The finding that cats are only bringing back less than one quarter of their kills to their residence counters previous studies that tried to gauge the impacts of domestic cats on wildlife. Those earlier estimates were based on mortality counts from birds and mammals that the cats brought home with them. However the study has showed that nearly half of the time (49%) cats would leave the prey at the capture site and 28 percent were eaten and never brought home. The new study goes on to state:

“The magnitude of wildlife mortality caused by cats that we report here far exceeds all prior estimates.
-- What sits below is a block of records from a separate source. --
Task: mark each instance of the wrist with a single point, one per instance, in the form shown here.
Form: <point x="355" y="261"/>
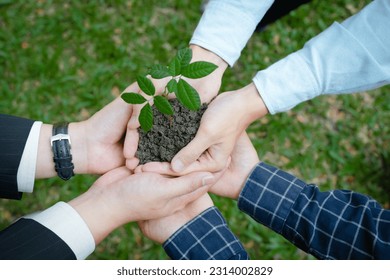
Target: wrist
<point x="94" y="208"/>
<point x="202" y="54"/>
<point x="252" y="105"/>
<point x="79" y="148"/>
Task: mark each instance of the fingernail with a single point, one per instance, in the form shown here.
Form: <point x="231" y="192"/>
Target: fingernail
<point x="208" y="180"/>
<point x="177" y="166"/>
<point x="134" y="119"/>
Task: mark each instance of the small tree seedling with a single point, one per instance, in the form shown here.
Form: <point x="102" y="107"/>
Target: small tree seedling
<point x="185" y="93"/>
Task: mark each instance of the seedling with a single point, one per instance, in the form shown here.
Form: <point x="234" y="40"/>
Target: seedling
<point x="185" y="93"/>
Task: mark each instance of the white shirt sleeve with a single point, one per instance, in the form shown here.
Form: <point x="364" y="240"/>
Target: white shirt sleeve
<point x="349" y="57"/>
<point x="65" y="222"/>
<point x="226" y="26"/>
<point x="26" y="171"/>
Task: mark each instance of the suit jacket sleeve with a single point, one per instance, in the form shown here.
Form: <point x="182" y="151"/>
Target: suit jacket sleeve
<point x="57" y="233"/>
<point x="27" y="239"/>
<point x="14" y="132"/>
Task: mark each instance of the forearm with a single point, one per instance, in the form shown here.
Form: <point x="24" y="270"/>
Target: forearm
<point x="345" y="58"/>
<point x="226" y="26"/>
<point x="329" y="225"/>
<point x="206" y="237"/>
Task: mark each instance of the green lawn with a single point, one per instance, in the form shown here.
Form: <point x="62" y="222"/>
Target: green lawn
<point x="65" y="61"/>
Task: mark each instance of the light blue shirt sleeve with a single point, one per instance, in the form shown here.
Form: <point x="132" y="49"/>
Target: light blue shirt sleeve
<point x="226" y="26"/>
<point x="349" y="57"/>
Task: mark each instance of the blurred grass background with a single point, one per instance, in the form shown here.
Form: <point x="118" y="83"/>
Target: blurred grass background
<point x="64" y="60"/>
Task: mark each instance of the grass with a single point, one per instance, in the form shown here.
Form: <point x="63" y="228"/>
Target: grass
<point x="64" y="61"/>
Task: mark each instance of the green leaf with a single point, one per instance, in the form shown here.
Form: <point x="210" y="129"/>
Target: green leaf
<point x="146" y="85"/>
<point x="146" y="118"/>
<point x="163" y="105"/>
<point x="188" y="96"/>
<point x="159" y="71"/>
<point x="133" y="98"/>
<point x="198" y="69"/>
<point x="184" y="56"/>
<point x="172" y="86"/>
<point x="175" y="67"/>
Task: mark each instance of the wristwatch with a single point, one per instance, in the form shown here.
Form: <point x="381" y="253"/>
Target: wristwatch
<point x="61" y="145"/>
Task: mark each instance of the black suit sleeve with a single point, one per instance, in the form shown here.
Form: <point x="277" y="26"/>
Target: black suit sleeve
<point x="14" y="132"/>
<point x="27" y="239"/>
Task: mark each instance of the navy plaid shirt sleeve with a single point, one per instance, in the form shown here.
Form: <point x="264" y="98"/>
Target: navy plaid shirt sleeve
<point x="206" y="237"/>
<point x="337" y="224"/>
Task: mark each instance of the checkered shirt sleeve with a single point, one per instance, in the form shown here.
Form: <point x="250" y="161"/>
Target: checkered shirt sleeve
<point x="337" y="224"/>
<point x="206" y="237"/>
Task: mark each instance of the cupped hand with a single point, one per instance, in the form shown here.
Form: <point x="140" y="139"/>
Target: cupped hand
<point x="243" y="159"/>
<point x="161" y="229"/>
<point x="221" y="125"/>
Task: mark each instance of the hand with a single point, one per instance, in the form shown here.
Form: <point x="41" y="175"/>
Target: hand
<point x="243" y="159"/>
<point x="161" y="229"/>
<point x="119" y="197"/>
<point x="221" y="125"/>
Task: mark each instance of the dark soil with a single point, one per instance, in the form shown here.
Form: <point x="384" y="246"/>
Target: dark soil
<point x="169" y="133"/>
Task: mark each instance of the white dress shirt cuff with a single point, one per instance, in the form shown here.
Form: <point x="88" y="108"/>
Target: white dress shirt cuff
<point x="65" y="222"/>
<point x="28" y="162"/>
<point x="226" y="26"/>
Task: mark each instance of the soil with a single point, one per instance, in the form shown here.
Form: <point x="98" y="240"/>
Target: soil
<point x="169" y="134"/>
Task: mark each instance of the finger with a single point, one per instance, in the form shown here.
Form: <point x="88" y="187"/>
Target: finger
<point x="190" y="153"/>
<point x="159" y="167"/>
<point x="182" y="201"/>
<point x="133" y="122"/>
<point x="131" y="143"/>
<point x="213" y="160"/>
<point x="138" y="169"/>
<point x="189" y="183"/>
<point x="132" y="164"/>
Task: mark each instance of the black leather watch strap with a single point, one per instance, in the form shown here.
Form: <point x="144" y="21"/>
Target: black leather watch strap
<point x="60" y="142"/>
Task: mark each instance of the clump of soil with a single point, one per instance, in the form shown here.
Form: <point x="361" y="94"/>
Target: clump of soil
<point x="169" y="133"/>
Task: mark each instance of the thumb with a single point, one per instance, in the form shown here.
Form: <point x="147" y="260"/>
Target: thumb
<point x="133" y="122"/>
<point x="190" y="153"/>
<point x="191" y="182"/>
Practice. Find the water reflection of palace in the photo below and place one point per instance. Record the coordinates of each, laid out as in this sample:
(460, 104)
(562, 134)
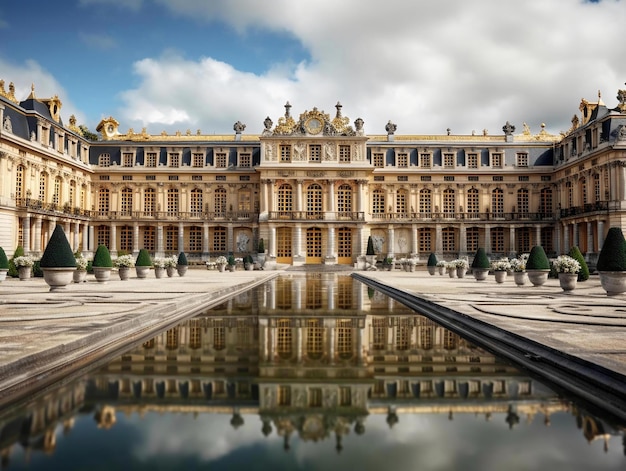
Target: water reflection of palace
(313, 358)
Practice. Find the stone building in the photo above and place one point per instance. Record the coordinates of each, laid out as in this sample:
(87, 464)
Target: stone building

Available evidence suggests that mortality from cat predation is likely to be substantial in all parts of the world where free-ranging cats occur…These estimates, especially for birds, far exceed any previous figures for cat killings, and also exceed all other direct source of anthropogenic bird deaths.” (Such as collisions with buildings, windows, communication towers, wind-turbines, vehicles and pesticide poisoning).

 I do not know how many pet cats we have in Ireland. However, The ISPCA state that assuming ownership patterns are similar to those in the UK, there may be about 700,000 here. The ISPCA also claim that there are a further 200,000 living rough. If predation rates for American and Irish cats are broadly similar it is estimated, we would have about four million bird casualties annually.

swallow fledgling

 

first swallow brood this year in one of two sheds at Haremooncottage that has swallows nesting.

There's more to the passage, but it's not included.